Man is the reference point of the conflict, yet he is still the focus of the peace and unity within the family of mankind. Conflict and wars emanated from a meager spark in a human soul. However, potency to arrest the conflict is founded with the same plane – human soul.
Cooperation is a big rampart in arresting the discordant note. Fulton Sheen suggested that, it is only God who can make another arrangement for the orchestra. And man has to deal with it heedfully, so as to land in a goal the whole circle wants to attain, which is the peak of everything – the unthinkable glory – a glory beyond human consciousness beyond all telling and doubts.
RECOMMENDATIONS
Thomas Hobbes is renowned especially of his brilliant and remarkable discourses on politics, especially with ground to the sovereign. His discourses on man speak a lot on how he maneuvers the other arguments. He inhibits reach commentaries on man, commonwealth and religion, more in particular, Christianity.
To the proceeding researcher, I humbly and intelligently recommend the brain works of Thomas Hobbes that follows:
De Cive – the first elaboration of his political treatise.

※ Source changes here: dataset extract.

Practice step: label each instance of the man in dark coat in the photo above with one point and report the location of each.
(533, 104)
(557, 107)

Behemoth – his book on his exposition on the causes of Civil Wars.
De Corpore – his discourses on his scientific materialism.
Leviathan - His master brainwork.
The second elaboration of his political ideologies with added wit and firmness.
This was the book conceived and born out of the fertile mind of Hobbes; when found no match over the contending brutes of the disputing political England.
Taking into account our Christian margin which holds fair transcending scope on morality and faith, Thomas Hobbes’ works may contain conflicting ideals against our own. We therefore have to be meticulous enough in its utilization.